BACKGROUND: Correct management of Hoffa fractures is a challenge in the clinical context. Open reduction along with internal fixation should be the therapy of choice. Mechanical trials with the main internal fixation systems conducted by individualized finite element (FEM) models, to date, have been neglected. The aim of this study was to biomechanically analyze four fixation methods for the treatment of Type II Hoffa fracture (OTA Classification: 33B3.2∗ lateral) using FEM. METHODS: Four internal fixators were developed to treat Type II Hoffa fracture using finite elements: 4.5 mm cortical screws and 7 mm cannulated screw in anterior-to-posterior and posterior-to-anterior directions (4.5AP, 4.5 PA, 7AP and 7 PA).
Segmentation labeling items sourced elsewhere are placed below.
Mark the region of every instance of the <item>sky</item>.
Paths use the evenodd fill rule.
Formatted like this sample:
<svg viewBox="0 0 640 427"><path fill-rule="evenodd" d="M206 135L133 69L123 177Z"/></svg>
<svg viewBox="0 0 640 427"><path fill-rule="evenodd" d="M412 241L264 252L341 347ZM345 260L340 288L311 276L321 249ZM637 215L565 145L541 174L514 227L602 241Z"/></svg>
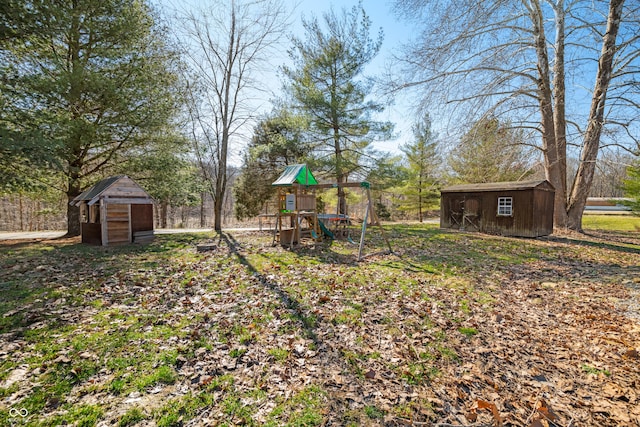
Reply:
<svg viewBox="0 0 640 427"><path fill-rule="evenodd" d="M332 6L336 11L345 8L351 9L358 4L357 0L328 1L328 0L290 0L291 6L297 3L294 13L293 31L296 35L303 35L302 16L309 18L312 15L322 17ZM399 21L392 13L392 1L389 0L363 0L362 6L371 19L371 36L375 38L378 29L382 28L384 40L380 53L374 58L366 69L369 77L382 76L394 52L402 43L411 39L412 28L407 22ZM392 153L399 153L398 145L409 142L411 138L411 126L414 123L413 113L409 105L402 102L403 98L396 99L394 105L387 107L378 119L390 121L395 124L396 138L390 141L375 142L375 148Z"/></svg>
<svg viewBox="0 0 640 427"><path fill-rule="evenodd" d="M230 0L227 0L230 1ZM322 14L333 6L336 12L339 12L342 8L347 10L358 4L357 0L343 0L343 1L329 1L329 0L283 0L288 9L292 11L291 17L291 34L299 37L304 37L304 29L302 26L302 17L311 18L317 16L322 20ZM159 5L162 12L171 15L172 9L189 10L190 8L199 9L205 5L204 2L198 0L152 0L153 4ZM376 58L369 64L366 69L367 77L381 76L388 64L392 53L397 50L400 43L410 38L410 27L407 23L399 22L396 20L391 12L391 1L389 0L363 0L363 8L371 19L371 36L377 37L379 28L382 28L384 32L384 40L381 50ZM286 47L282 51L281 57L273 58L272 69L277 70L278 67L285 64L289 59L286 54L286 49L289 47L287 41L284 42ZM262 76L265 81L265 87L271 87L272 89L279 89L280 82L277 81L278 77L276 73L266 73ZM266 99L260 102L260 109L262 113L266 113L270 110L269 103ZM388 107L384 113L376 117L376 120L390 121L395 124L395 138L390 141L378 141L374 143L374 147L381 151L392 152L399 154L399 144L408 142L407 138L411 135L411 126L413 119L409 108L402 105L402 102L396 102L394 105ZM245 136L246 139L246 136ZM239 160L240 150L234 150L233 157ZM232 162L234 159L232 159Z"/></svg>

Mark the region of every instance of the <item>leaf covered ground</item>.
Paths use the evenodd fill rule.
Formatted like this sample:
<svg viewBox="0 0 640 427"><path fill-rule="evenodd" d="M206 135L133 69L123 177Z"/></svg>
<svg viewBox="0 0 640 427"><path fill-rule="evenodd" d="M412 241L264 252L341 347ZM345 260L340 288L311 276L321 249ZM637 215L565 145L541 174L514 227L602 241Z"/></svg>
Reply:
<svg viewBox="0 0 640 427"><path fill-rule="evenodd" d="M386 230L0 244L0 425L640 425L637 231Z"/></svg>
Under the same conditions, fractural deviation in the vertical, maximum and minimum principal and Von Mises directions in the syntheses used were evaluated. RESULTS: The vertical displacements evaluated were 0.7 mm, 0.5 mm, 0.8 mm and 0.3 mm; the values of maximum were 6.14 Mpa, 6.15 hPa, 6.0 Mpa and 6.2 Mpa, the values obtained from minimum data were 6.26 Mpa, -6.45 Mpa, -7.3 MPa and -6.8 Mpa and the maximum values of Von Mises peak stress were 185.0 Mpa, 194.1 Mpa, 143.6 Mpa and 741.4 Mpa, for the fixation models 4.5AP, 4.5 PA, 7AP and 7 PA, respectively. CONCLUSION: The 7 mm-cannulated screw fixation system yielded the best mechanical results evaluated by FEM in the treatment of Type II Hoffa fracture, causing a decrease in vertical displacement when used in retrograde and in Von Mises peak stress in anterograde.